Incidentally, Strauss once bragged that he could even recognizably describe a fork and knife (sic) in music—which is, of course, utter nonsense. A melody or a given chord or musical idea cannot describe anything concrete; it can at best evoke a mood, an emotion, a feeling, but even then it is likely to evoke quite different moods and feelings with different listeners. That is of course the great beauty and power of music: that it can express everything, precisely because it cannot express or represent anything specific.
My work, An Arc Ascending, falls more into the Debussy/Ravel category, a representation in tones not so much of the actual pictorial content of Alice Weston's remarkable photographs of solstice, equinox, and the historically related ancient native earthworks and mounds, but rather musical reflections on the different seasonal aspects (winter, spring, summer in this case) brought about by the seeming path of the sun in an ascending arc. Actually, since the sun is fixed, it is not ascending at all; it is the earth rotating around the sun at a certain diagonal angle that makes it appear to us earthlings that it (and the moon) rise and fall.

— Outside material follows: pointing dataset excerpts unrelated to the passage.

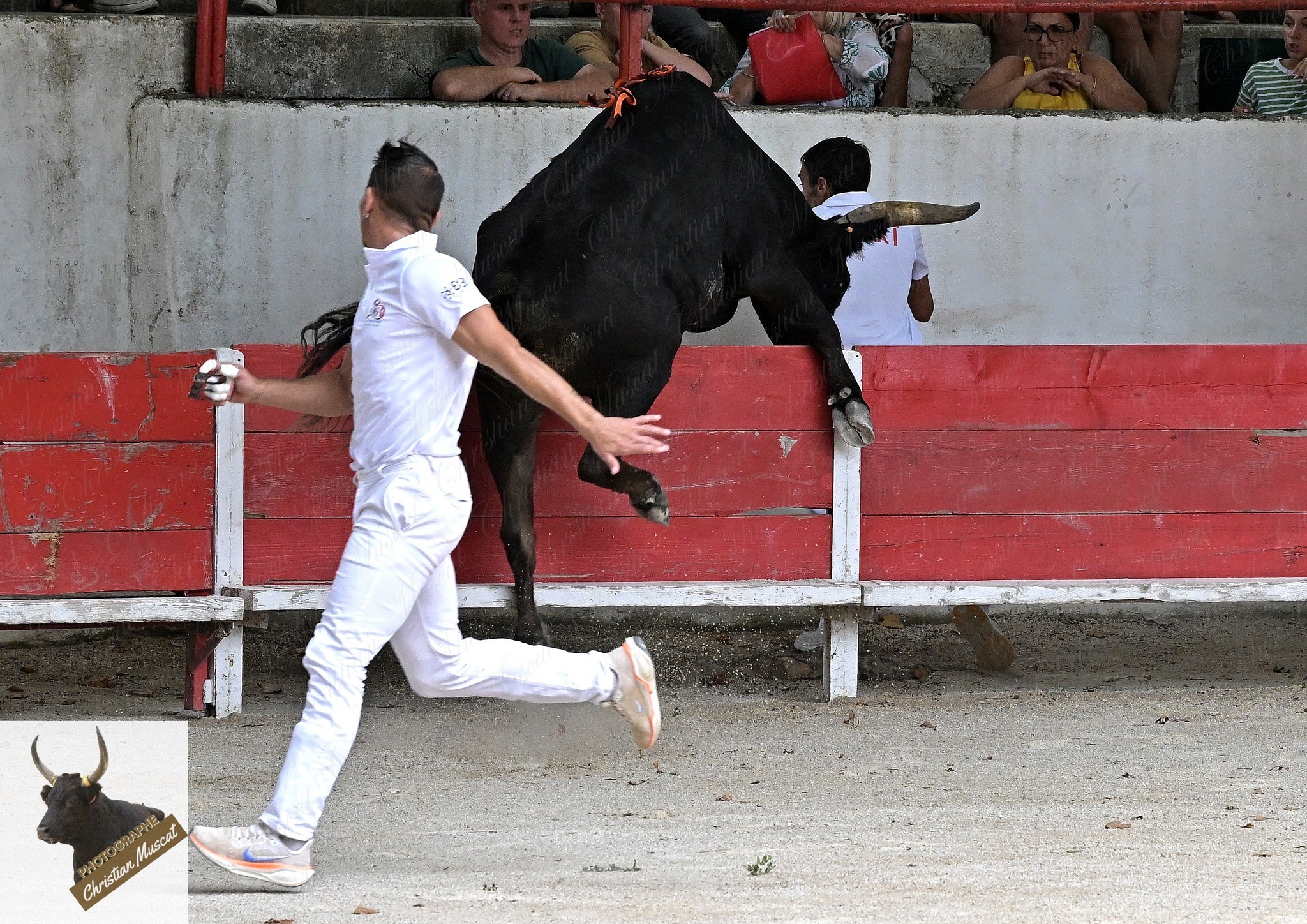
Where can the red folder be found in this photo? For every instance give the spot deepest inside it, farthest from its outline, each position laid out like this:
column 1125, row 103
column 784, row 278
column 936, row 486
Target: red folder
column 794, row 67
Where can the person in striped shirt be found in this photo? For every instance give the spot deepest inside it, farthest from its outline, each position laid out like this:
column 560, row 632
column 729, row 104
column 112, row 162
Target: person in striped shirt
column 1278, row 87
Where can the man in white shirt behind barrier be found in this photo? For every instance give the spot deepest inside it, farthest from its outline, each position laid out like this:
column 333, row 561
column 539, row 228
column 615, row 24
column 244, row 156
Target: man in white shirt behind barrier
column 888, row 300
column 414, row 345
column 889, row 287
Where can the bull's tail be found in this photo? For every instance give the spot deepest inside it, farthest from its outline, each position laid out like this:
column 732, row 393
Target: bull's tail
column 324, row 338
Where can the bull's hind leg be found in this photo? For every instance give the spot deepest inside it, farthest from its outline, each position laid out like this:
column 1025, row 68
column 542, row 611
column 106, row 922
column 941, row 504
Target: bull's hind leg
column 509, row 422
column 632, row 396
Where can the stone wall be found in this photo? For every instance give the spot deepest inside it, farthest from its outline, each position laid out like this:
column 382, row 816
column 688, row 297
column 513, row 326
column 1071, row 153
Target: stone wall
column 140, row 221
column 1093, row 229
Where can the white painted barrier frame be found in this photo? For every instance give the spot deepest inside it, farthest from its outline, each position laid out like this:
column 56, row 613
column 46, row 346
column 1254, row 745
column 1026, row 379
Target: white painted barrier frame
column 839, row 596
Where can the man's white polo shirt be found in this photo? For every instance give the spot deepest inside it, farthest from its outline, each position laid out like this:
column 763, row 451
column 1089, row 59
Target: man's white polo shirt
column 875, row 311
column 411, row 381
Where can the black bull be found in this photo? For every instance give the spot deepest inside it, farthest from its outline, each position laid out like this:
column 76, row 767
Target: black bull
column 78, row 813
column 633, row 235
column 636, row 234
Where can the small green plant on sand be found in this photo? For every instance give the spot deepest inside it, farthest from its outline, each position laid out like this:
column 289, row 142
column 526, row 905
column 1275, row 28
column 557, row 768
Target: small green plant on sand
column 611, row 868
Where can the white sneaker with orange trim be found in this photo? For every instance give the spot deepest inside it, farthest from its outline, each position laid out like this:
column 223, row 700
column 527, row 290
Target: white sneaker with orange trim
column 255, row 851
column 636, row 698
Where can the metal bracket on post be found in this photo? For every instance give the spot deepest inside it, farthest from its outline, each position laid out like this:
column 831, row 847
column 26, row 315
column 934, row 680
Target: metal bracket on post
column 631, row 57
column 200, row 643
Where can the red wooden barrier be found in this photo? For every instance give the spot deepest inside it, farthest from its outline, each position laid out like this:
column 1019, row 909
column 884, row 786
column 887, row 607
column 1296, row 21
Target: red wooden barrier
column 758, row 414
column 106, row 477
column 1076, row 463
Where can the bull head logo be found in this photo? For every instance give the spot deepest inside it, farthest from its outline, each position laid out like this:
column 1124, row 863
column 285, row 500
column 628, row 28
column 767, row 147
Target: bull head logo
column 87, row 780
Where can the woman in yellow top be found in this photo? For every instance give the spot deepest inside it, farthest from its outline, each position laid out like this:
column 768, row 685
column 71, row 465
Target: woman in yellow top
column 601, row 47
column 1054, row 76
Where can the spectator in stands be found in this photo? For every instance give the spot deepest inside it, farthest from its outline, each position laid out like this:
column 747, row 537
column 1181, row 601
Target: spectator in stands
column 688, row 29
column 601, row 47
column 1278, row 87
column 1052, row 75
column 870, row 72
column 889, row 285
column 509, row 66
column 1146, row 46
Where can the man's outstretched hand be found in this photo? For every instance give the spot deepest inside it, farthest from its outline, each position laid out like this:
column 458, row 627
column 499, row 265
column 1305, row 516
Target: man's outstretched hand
column 613, row 437
column 224, row 382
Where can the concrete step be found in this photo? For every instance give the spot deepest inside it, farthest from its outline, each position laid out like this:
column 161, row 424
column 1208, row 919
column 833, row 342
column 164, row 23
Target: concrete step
column 374, row 58
column 392, row 57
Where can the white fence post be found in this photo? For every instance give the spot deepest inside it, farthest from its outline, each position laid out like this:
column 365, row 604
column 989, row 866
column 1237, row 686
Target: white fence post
column 225, row 666
column 839, row 655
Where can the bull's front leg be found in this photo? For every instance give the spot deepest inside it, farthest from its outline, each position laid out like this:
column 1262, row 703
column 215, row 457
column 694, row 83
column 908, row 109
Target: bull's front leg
column 793, row 315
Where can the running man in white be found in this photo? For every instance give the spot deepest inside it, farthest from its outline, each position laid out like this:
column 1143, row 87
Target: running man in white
column 419, row 334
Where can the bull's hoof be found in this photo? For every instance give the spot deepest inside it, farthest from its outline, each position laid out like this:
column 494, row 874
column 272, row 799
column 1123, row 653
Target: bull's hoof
column 654, row 507
column 854, row 424
column 531, row 633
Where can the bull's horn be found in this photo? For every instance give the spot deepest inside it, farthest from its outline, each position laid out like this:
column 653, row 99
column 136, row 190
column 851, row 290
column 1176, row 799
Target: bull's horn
column 42, row 768
column 103, row 759
column 911, row 213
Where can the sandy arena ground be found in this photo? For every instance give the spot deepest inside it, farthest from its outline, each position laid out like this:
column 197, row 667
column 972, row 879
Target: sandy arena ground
column 1127, row 770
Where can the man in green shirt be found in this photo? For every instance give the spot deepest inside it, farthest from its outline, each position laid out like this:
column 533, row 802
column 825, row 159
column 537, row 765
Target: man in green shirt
column 514, row 68
column 1278, row 87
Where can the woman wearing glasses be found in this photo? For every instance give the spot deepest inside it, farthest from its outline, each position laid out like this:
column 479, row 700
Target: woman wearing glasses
column 1052, row 75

In my piece three of the seasons induced by the sun are represented in several ascending musical arcs, primarily (and in the most immediately audible terms) (1) of rising registers from low (winter) to mid-range (spring) to high (summer); (2) of changing (orchestral) colors from dark murky, wintry grays to spring-like greens to summery yellows and oranges. On another level (or musical track) (3) we can hear the quiet sustained sounds of a cold resting earth -- with occasional low subterranean rumblings; rising in Part Two to the life-giving, undulating, scurrying stirrings of spring -- with brilliant woodwind colors lead to a clash of brightly iridescent harmonies (simultaneously B major, D-flat major, C major), with the former two eventually giving way to the latter, thus leaving a clear climactic C major, portraying the sun at its highest, most glorious, zenith point.